Indian Oil Corporation is confident of meeting the Tamil Nadu government’s guidelines on pipeline alignment to be able to complete on schedule the ₹5,150-crore LNG import terminal planned to the north of Chennai.

Indian Oil will float the joint venture for the project within one month and will complete the project by 2017, according to B Ashok, Chairman, IOC. The joint venture will finalise the formality of land acquisition for the project coming up within the Kamarajar Port at Ennore and start work.

With IOC positioned as the lowest bidder for the ₹2,800-crore LNG pipeline project that will link the five-million-tonne a year import terminal with the industrial and residential centres that will use the fuel, he was confident that the company can meet the guidelines laid down by the State government.

In 2013, following stiff opposition from farmers to a GAIL pipeline being laid through farm lands, the Tamil Nadu government came out with stringent guidelines which prevented oil companies from laying pipelines across agricultural lands and directed them to align pipelines along the highways.

This resulted in work on the Kochi-Bengaluru LNG pipeline project by GAIL being stalled as work on a 300-km stretch traversing the western districts of Tamil Nadu was stopped. The issue is now in the Supreme Court.

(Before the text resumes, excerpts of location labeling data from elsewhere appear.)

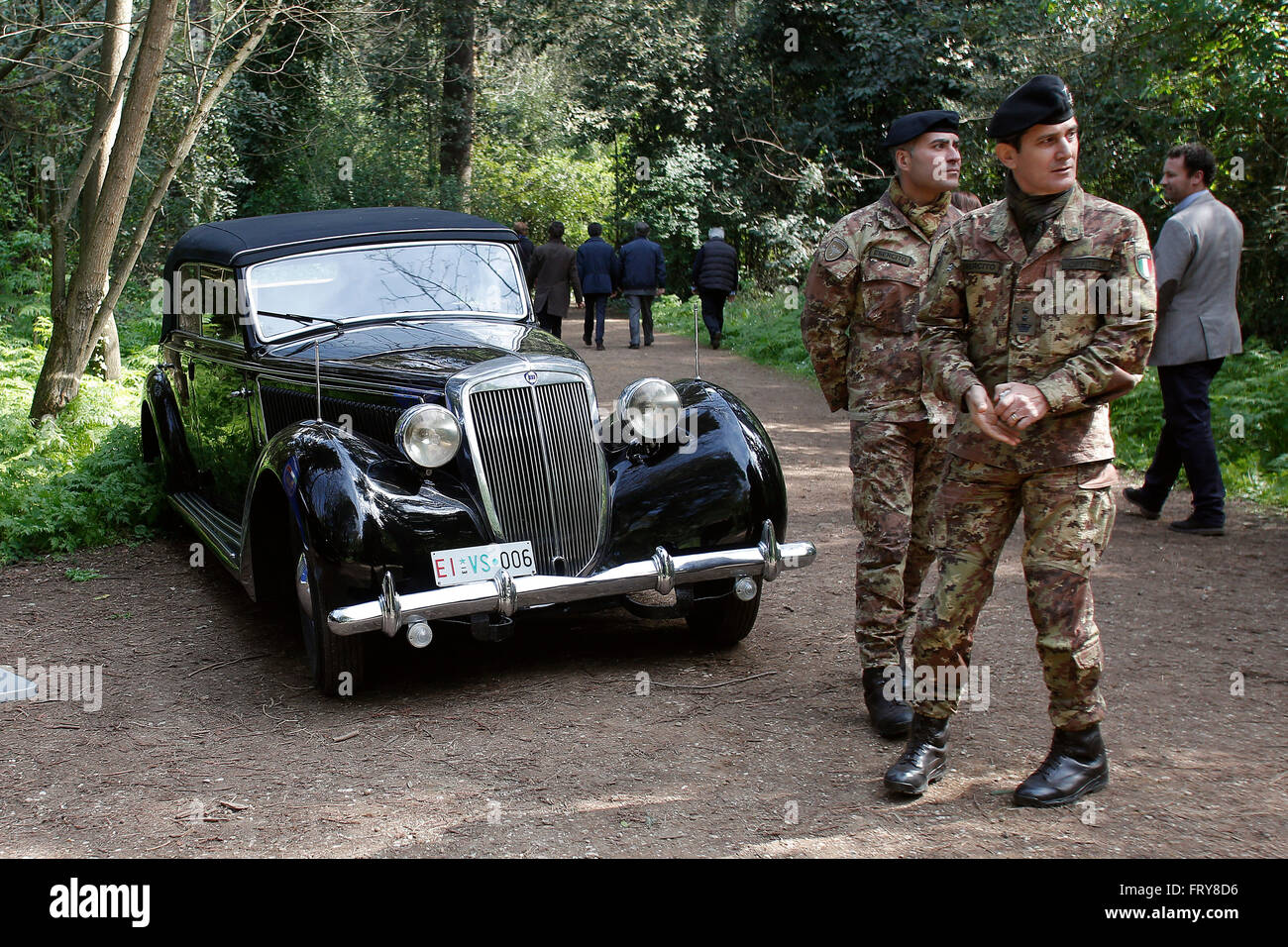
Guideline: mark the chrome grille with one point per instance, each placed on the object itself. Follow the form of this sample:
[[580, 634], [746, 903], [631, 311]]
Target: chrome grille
[[541, 471]]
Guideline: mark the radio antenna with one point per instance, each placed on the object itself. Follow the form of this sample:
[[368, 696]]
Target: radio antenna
[[697, 311], [317, 375]]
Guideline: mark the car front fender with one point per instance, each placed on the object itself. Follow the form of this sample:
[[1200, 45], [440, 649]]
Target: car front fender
[[711, 486], [361, 509]]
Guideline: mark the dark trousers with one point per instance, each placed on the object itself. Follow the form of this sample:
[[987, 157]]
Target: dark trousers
[[1186, 441], [712, 311], [596, 304], [640, 308], [552, 324]]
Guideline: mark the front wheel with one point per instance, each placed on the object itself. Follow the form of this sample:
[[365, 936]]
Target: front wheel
[[336, 663], [724, 620]]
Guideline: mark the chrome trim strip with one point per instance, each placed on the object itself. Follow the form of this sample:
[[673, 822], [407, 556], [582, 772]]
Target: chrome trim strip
[[503, 595], [497, 231], [257, 328]]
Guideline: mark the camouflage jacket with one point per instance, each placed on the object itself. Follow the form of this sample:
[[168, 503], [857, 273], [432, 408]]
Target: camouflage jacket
[[859, 318], [1074, 317]]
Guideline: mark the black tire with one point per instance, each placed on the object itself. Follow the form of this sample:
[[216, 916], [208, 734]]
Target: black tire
[[721, 622], [338, 664]]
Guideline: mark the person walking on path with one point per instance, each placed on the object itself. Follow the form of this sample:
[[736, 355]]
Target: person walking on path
[[1197, 258], [643, 277], [552, 272], [715, 278], [600, 272]]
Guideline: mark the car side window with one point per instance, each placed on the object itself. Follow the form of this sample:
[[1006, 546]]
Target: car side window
[[219, 312], [187, 299]]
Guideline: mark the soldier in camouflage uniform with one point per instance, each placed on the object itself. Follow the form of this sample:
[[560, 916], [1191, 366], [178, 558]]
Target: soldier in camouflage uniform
[[859, 326], [1038, 311]]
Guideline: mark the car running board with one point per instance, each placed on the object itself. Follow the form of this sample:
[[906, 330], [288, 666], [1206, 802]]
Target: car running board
[[222, 532]]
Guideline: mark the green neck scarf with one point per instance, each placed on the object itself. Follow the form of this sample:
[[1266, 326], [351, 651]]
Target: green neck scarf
[[923, 217], [1033, 214]]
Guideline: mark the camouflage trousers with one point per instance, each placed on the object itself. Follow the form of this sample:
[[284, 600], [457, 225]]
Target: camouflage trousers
[[897, 471], [1068, 517]]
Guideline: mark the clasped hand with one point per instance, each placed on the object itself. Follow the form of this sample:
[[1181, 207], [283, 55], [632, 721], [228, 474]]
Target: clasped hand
[[1018, 406]]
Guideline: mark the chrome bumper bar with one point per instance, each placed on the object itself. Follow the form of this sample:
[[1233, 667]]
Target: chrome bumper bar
[[505, 595]]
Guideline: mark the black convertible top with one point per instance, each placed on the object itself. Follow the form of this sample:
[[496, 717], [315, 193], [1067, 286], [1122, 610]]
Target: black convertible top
[[254, 239]]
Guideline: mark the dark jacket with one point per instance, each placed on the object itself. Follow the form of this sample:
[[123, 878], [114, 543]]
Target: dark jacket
[[643, 266], [597, 266], [715, 268], [526, 250], [553, 268]]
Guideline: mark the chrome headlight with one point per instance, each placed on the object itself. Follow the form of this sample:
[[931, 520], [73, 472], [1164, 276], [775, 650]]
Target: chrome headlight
[[651, 407], [428, 434]]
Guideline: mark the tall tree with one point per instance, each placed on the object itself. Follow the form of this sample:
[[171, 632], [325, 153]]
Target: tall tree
[[75, 309], [456, 144]]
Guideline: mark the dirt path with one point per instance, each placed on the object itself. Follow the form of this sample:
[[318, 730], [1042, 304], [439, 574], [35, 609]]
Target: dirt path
[[209, 738]]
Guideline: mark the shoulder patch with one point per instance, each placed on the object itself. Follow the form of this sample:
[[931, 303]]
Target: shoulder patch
[[993, 266], [835, 249], [890, 256]]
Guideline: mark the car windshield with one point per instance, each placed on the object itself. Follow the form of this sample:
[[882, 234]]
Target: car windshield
[[425, 278]]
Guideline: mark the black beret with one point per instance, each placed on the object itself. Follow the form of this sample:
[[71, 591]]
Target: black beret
[[1041, 101], [909, 127]]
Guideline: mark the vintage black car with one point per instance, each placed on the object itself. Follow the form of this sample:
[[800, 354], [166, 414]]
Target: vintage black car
[[360, 416]]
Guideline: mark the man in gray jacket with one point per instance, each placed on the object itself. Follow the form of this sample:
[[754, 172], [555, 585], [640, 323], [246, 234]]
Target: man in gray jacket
[[1197, 257]]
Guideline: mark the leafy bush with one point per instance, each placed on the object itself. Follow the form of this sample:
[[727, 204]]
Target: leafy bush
[[77, 479], [758, 328]]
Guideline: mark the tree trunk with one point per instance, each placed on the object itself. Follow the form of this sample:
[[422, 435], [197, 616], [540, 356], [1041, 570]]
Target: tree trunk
[[73, 321], [116, 34], [180, 154], [455, 150]]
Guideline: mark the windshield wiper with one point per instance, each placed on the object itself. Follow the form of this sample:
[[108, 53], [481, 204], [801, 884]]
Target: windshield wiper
[[296, 317]]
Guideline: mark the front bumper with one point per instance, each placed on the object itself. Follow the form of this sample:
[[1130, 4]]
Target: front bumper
[[505, 595]]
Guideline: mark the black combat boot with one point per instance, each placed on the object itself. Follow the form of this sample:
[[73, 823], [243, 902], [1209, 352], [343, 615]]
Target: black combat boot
[[1076, 766], [925, 758], [890, 716]]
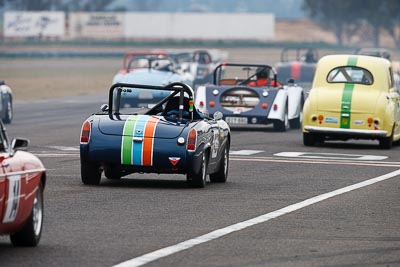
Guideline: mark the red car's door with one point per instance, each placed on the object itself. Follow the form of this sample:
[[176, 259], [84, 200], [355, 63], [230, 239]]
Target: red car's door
[[13, 189], [2, 190]]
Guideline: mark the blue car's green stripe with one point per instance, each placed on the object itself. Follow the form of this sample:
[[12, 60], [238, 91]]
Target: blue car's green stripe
[[345, 110], [127, 146], [138, 145]]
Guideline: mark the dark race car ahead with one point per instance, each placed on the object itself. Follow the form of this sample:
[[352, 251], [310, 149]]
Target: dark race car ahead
[[6, 102], [298, 64], [250, 94], [171, 137]]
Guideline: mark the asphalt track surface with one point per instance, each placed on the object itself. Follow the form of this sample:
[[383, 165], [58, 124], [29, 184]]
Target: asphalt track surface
[[304, 220]]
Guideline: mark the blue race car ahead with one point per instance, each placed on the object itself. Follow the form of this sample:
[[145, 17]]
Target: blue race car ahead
[[151, 69], [172, 137]]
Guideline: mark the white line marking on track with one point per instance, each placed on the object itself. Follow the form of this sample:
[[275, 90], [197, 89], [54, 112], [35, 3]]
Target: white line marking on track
[[321, 161], [56, 155], [167, 251], [65, 148], [336, 156], [245, 152]]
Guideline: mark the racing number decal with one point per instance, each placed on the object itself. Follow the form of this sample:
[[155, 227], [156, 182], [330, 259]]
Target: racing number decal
[[14, 190]]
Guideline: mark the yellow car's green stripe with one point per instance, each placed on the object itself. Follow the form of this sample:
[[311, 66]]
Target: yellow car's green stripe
[[347, 95]]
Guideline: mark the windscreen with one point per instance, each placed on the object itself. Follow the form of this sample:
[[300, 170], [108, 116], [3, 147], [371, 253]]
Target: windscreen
[[350, 74]]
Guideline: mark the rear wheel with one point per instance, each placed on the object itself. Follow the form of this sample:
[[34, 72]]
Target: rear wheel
[[90, 173], [199, 180], [309, 139], [296, 122], [222, 174], [282, 126], [8, 113], [30, 234]]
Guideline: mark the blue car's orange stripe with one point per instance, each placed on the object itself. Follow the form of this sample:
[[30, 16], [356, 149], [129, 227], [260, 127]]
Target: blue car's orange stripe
[[148, 141], [138, 145], [126, 146], [137, 140]]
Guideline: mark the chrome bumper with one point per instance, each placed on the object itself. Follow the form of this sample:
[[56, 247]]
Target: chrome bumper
[[348, 132]]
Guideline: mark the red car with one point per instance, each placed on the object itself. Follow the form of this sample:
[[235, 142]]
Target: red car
[[22, 181]]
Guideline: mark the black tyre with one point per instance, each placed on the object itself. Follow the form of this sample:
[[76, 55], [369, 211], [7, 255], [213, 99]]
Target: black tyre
[[295, 123], [222, 174], [30, 234], [90, 173], [309, 139], [386, 143], [8, 113], [199, 180], [282, 126]]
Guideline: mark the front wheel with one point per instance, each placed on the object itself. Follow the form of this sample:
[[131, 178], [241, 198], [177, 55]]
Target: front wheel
[[386, 143], [90, 173], [199, 180], [309, 139], [281, 126], [222, 174], [30, 234]]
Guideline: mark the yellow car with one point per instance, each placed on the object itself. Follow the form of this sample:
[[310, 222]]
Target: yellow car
[[352, 97]]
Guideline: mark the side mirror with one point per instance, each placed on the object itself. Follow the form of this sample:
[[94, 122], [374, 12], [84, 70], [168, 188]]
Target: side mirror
[[218, 115], [19, 144], [104, 107], [290, 81]]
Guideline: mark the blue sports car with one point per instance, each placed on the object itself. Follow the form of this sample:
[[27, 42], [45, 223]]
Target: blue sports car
[[151, 69], [171, 137]]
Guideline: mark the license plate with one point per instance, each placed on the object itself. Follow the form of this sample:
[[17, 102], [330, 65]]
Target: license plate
[[236, 120], [145, 95]]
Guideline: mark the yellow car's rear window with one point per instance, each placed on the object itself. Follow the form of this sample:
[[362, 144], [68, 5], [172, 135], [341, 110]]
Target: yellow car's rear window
[[350, 74]]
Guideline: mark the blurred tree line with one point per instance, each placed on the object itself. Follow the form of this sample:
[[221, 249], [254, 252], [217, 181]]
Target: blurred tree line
[[362, 18]]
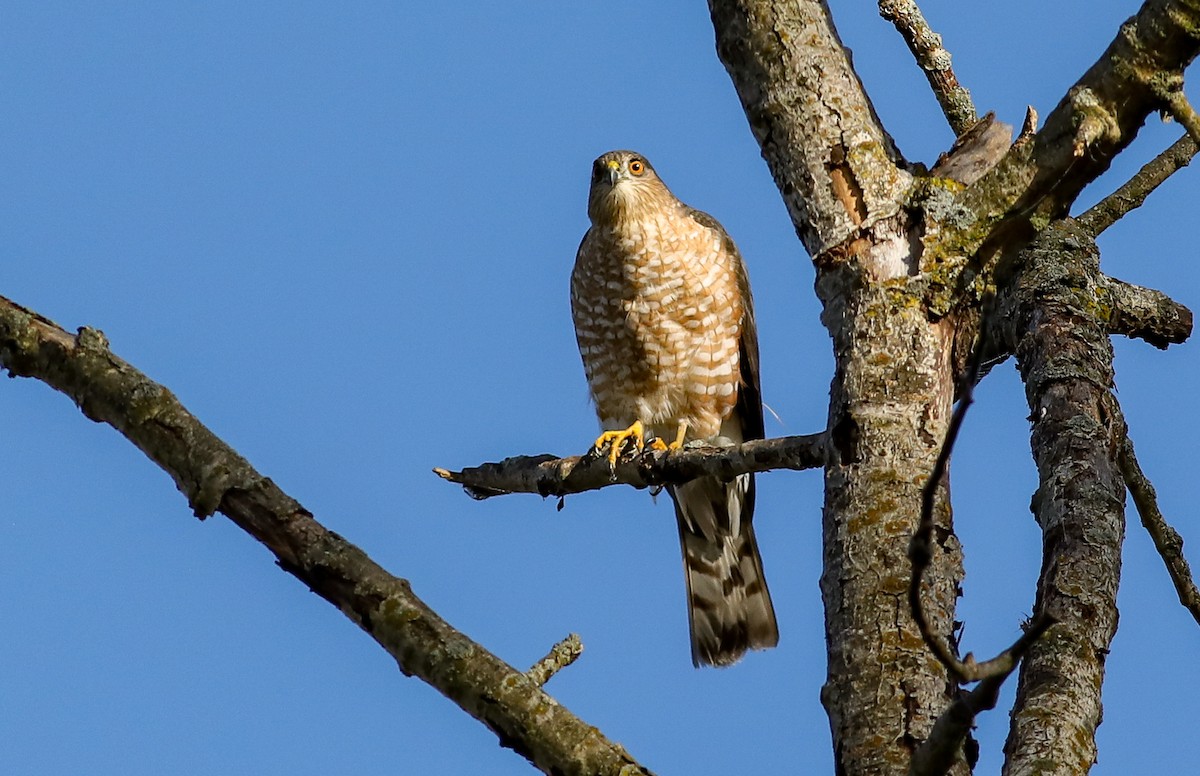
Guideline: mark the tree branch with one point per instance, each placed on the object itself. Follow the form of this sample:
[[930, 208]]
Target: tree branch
[[561, 655], [1143, 313], [1041, 176], [934, 60], [835, 167], [547, 475], [921, 553], [1065, 355], [215, 477], [1167, 540], [1134, 192]]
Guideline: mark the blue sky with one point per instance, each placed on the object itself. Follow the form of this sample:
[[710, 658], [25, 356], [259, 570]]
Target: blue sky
[[342, 235]]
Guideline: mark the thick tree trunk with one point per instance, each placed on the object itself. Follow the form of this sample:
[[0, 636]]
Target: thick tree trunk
[[888, 416], [1062, 348], [844, 184]]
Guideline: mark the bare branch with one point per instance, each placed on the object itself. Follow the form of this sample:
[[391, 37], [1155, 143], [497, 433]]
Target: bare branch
[[215, 477], [1041, 176], [934, 60], [937, 753], [837, 169], [921, 554], [976, 151], [1133, 193], [561, 655], [547, 475], [1181, 110], [1167, 540], [1048, 317], [1144, 313]]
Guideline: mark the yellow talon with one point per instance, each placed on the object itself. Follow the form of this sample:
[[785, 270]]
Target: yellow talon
[[616, 441], [679, 434]]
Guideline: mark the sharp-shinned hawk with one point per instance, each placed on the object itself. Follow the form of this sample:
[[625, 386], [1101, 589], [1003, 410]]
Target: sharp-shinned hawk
[[665, 325]]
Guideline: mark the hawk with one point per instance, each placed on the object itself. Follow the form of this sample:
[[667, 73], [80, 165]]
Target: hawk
[[665, 326]]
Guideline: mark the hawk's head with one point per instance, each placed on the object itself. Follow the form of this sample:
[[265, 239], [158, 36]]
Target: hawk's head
[[623, 182]]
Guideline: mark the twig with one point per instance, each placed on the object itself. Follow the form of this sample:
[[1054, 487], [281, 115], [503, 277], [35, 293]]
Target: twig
[[547, 475], [214, 476], [934, 60], [1030, 126], [1133, 193], [1143, 313], [559, 656], [921, 553], [1181, 110], [1167, 540], [937, 753]]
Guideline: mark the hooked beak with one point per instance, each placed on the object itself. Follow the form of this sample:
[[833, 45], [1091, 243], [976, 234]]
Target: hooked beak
[[612, 172]]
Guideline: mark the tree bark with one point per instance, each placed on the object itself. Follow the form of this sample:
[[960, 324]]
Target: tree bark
[[1066, 359], [215, 477]]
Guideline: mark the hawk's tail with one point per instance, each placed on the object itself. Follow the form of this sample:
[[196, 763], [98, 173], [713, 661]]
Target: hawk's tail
[[729, 605]]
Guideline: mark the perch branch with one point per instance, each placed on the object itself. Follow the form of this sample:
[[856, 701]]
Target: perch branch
[[215, 477], [1144, 313], [1133, 193], [1167, 540], [561, 655], [547, 475], [934, 60]]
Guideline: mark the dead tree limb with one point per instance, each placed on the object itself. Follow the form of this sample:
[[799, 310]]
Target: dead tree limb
[[1167, 540], [215, 479], [934, 60], [547, 475], [1134, 192], [1066, 360]]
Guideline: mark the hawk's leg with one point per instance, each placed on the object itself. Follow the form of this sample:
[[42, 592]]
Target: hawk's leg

In an informal interaction with media persons Ashok, who was in Chennai to participate at an alumni meet of the College of Engineering, Guindy, the pipeline alignment issue will not be a factor in IOC’s project which is in the initial stage. The LNG pipeline to be laid by IOC will mostly follow an existing pipeline route for liquid petroleum products. “So a large part of the gas pipeline will be along the existing right-of-way” for IOC and for the rest it will work within state government guidelines, the Tamil Nadu Industrial Development Corporation, a state-run enterprise, is a partner in the project, he said.

The Ennore LNG import terminal is the first such infrastructure on the east coast and will hugely benefit the economy of the state. LNG, a relatively cheap and clean fuel as compared with liquid fuel, will be available for industry and household fuel through city gas distribution systems, he said.

IOC has captive LNG resources overseas that account for at least two million tonnes, nearly half of the initial capacity of five million tonnes. This includes the 2 million tonnes from projects in Canada and Cameroon where IOC has a stake, Ashok said.